After observing chimpanzees for two years, she returned to school to earn a doctorate. His teachers and other scientists criticized his notes identifying chimpanzees by name rather than number and describing their emotional lives.
“Why? Because only humans have these things,” Goodall said. “Well, I had already learned from my dog that that wasn’t true. And of course chimpanzees made it even more so because they look so much like us.”
Goodall’s unconventional methods and observations of chimpanzees revolutionized the way humans understand the animal world.
“Animals have feelings,” Goodall said. “Animals can feel fear. Animals can feel pain. Animals can feel happy and sad.”
Besides sharing 98% of DNA with humans, chimpanzees have something else in common with mankind. Chimpanzees can adapt to survive based on their environment and teach these skills to their offspring.
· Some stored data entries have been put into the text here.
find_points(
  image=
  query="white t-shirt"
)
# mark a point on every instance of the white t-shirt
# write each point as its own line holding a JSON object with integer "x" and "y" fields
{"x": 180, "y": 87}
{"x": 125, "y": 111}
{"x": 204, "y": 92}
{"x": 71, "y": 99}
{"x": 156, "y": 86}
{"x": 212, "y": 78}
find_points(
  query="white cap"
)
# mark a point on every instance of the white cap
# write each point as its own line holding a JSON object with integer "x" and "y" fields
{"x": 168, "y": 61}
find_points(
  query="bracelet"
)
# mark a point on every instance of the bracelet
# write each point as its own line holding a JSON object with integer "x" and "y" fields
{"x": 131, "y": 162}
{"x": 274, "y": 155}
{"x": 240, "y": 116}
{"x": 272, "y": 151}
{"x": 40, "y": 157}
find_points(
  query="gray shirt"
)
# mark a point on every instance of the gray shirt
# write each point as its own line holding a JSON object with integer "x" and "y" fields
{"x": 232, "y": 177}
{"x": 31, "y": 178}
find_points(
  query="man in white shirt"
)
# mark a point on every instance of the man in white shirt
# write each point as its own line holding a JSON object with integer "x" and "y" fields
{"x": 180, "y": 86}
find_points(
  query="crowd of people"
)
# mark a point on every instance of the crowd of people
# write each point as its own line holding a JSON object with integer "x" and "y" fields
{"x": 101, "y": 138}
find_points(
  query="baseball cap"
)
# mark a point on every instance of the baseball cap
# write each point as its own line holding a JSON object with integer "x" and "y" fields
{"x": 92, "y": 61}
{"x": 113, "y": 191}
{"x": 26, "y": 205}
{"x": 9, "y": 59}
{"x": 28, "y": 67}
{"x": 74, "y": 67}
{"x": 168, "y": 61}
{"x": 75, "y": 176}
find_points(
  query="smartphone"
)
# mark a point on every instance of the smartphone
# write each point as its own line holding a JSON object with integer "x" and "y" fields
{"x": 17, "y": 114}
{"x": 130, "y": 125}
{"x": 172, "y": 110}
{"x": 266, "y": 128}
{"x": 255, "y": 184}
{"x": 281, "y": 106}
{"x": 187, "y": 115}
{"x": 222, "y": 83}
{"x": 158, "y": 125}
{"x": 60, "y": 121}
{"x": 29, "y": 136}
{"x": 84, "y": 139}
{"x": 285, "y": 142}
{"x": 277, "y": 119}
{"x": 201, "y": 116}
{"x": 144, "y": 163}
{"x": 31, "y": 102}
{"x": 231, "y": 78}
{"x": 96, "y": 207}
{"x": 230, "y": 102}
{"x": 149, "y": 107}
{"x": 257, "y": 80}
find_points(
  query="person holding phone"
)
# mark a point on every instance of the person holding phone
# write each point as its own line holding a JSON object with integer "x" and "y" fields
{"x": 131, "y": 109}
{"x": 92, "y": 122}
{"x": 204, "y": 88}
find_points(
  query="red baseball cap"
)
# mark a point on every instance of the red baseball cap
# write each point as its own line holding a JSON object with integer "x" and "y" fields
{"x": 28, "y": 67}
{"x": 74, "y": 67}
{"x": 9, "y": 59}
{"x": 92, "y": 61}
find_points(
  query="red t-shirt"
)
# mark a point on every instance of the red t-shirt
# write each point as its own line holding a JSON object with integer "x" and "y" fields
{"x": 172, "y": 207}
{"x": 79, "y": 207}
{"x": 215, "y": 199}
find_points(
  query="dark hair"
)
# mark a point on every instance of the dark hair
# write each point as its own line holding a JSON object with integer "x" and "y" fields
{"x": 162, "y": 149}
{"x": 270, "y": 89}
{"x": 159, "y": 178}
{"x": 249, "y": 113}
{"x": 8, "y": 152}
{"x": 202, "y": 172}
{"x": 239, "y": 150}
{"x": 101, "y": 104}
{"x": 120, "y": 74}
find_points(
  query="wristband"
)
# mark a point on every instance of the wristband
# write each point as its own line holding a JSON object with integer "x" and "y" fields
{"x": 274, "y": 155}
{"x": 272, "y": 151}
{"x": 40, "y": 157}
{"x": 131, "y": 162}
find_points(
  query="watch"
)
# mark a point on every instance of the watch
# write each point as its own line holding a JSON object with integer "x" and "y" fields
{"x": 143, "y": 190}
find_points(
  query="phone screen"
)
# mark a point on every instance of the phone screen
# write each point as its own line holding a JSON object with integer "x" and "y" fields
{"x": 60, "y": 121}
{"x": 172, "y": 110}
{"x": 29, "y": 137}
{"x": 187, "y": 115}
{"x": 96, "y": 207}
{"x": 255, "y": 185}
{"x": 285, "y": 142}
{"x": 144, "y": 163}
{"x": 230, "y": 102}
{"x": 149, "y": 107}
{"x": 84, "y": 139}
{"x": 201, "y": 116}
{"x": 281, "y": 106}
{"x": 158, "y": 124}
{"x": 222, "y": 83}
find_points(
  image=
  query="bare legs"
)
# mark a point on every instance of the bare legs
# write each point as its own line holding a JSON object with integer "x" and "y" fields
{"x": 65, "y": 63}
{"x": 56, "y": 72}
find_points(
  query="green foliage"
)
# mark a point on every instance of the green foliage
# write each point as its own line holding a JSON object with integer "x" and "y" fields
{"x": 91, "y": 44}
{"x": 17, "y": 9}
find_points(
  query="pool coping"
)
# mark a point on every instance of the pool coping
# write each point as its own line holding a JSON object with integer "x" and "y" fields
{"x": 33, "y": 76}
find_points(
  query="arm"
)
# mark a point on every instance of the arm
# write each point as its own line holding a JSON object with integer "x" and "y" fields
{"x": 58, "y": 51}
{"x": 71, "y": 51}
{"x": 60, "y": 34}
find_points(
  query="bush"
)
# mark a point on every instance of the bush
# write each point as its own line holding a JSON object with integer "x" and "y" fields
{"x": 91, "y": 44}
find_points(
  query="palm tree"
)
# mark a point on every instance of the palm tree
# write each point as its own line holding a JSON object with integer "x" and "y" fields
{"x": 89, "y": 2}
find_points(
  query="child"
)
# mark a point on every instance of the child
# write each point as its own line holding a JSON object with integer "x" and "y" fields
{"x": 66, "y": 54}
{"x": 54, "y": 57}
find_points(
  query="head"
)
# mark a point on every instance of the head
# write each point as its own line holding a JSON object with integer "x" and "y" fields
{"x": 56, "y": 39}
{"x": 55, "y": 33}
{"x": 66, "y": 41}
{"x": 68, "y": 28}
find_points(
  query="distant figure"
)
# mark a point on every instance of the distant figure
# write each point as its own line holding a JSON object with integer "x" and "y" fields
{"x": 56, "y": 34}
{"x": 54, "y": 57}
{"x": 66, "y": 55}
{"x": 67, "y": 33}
“We’re not the only creatures with a culture,” Goodall said. “Culture is something you learn from others and pass on to the next generation and that’s what makes a culture.”
Visitors can try talking like a chimpanzee and see how a chimpanzee’s family tree grew just as Goodall’s family grew after her marriage to Hugo Van Lawick, a photographer the National Geographic Society has sent to photograph Jane’s work, and the birth of their son in 1967.
The exhibit chronicles Goodall’s extensive conservation efforts and explains the threats to wildlife and their habitats. Goodall hopes the next generation will hear her call to action to help all animals.
“They all need heroes,” Goodall said.